Current treatment strategies are usually based on reported risk factors for sudden cardiac death in adults, and as a result, no consensus on the management of pediatric patients exists, the investigators wrote.

For this research, investigators conducted a systematic review and meta-analysis of previously conducted studies to evaluate factors associated with sudden cardiac or cardiac death in children with hypertrophic cardiomyopathy.

Investigators found 30 studies that met the inclusion criteria for this analysis, which was observational studies with patients who are 18 years of age or younger and diagnosed with HCM. Of these, the endpoint of sudden cardiac death was observed in 22 studies, and the endpoint of cardiac death occurred in 18 studies. Twenty-five cohort studies, four case-control studies, and one cross-sectional study were included in this study, with six articles as low-quality articles and 24 articles as high-quality.

The studies enrolled a total of 9,673 patients.
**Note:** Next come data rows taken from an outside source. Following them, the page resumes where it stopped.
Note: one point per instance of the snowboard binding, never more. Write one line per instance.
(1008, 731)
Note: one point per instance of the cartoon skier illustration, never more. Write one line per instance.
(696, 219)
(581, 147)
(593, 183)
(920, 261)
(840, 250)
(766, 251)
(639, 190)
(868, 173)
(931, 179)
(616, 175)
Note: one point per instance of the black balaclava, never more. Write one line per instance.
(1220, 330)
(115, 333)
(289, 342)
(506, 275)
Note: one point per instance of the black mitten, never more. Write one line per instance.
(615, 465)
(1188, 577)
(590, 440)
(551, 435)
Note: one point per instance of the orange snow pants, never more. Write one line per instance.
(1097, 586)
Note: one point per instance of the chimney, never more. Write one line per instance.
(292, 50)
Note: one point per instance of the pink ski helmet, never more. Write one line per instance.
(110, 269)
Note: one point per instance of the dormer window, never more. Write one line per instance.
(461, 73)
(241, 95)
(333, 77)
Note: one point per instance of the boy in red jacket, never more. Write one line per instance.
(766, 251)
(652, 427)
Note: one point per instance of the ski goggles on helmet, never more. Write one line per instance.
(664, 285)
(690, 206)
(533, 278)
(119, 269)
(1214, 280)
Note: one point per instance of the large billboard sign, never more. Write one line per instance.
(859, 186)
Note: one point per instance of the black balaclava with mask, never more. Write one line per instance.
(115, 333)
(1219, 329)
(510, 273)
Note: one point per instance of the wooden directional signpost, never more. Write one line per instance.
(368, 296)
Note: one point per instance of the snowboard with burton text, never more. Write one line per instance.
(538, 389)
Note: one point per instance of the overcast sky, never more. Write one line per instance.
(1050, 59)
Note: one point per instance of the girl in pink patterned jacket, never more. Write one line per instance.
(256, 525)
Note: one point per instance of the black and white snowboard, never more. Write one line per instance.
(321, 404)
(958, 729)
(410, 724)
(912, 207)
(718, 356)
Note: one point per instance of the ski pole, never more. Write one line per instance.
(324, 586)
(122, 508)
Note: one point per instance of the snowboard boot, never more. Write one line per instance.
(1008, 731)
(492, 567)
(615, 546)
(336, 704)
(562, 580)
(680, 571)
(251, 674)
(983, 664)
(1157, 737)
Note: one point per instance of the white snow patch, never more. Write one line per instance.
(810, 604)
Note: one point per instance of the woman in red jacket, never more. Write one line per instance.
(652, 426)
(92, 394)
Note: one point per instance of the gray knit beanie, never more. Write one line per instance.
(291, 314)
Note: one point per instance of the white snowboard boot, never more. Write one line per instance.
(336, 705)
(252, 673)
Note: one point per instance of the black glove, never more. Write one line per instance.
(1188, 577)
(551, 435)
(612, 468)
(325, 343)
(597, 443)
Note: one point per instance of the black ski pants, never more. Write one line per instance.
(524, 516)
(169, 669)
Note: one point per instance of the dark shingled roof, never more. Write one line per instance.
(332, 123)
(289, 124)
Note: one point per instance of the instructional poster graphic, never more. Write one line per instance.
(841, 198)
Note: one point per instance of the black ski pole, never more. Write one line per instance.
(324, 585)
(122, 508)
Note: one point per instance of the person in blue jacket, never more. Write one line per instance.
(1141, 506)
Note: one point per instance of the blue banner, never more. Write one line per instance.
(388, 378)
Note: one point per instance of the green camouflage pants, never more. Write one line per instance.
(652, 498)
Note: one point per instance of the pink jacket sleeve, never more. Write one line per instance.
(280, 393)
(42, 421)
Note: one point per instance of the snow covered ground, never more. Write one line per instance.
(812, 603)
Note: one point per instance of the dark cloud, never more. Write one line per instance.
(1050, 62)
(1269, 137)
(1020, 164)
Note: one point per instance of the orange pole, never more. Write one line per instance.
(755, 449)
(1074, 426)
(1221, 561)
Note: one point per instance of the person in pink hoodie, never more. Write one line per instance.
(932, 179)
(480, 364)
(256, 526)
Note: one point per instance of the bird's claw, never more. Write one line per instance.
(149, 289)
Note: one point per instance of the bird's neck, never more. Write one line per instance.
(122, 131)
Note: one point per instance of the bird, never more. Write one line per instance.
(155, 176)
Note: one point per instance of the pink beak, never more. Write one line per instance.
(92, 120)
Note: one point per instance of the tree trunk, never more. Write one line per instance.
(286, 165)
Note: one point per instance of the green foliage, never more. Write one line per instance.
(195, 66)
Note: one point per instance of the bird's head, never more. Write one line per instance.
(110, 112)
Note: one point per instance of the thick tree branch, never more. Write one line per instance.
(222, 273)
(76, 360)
Investigators found that that their results confirm a retrospective study that children with a personal history of syncope was a risk factor for sudden cardiac death. That also found that children with LVH were at higher risk of sudden cardiac death than patients without.

They acknowledge a limitation of their research is that most of the studies included in this analysis were retrospective, observational and done at single institutions. They indicated more robust prospective research was need to explore the factors related to cardiac death in children with HCM.

Hypertrophic cardiomyopathy is a chronic disease in which excessive contraction of the heart muscle can lead to the development of debilitating symptoms and cardiac dysfunction.

In patients with hypertrophic cardiomyopathy, the heart muscle becomes abnormally thick, making it harder for the heart to pump blood. The thickened heart muscle can cause shortness of breath, chest pain, or problems in the heart’s electrical system, resulting in life-threatening arrhythmias or sudden death, according to the Mayo Clinic.

In obstructive disease, the thickened heart wall can block or reduce the flow of blood from the left ventricle to the aorta.

It’s estimated that 1 in every 500 people have hypertrophic cardiomyopathy, but a large percentage of patients are undiagnosed, says the American Heart Association. Of those diagnosed, two-thirds have the obstructive form of the disease.

Commonly prescribed medications include beta blockers, anti-arrhythmic medications, calcium channel blockers, and anticoagulants, all therapies used to treat other cardiac conditions and to manage the consequences of HCM. Currently, no medication is available to specifically treat hypertrophic cardiomyopathy.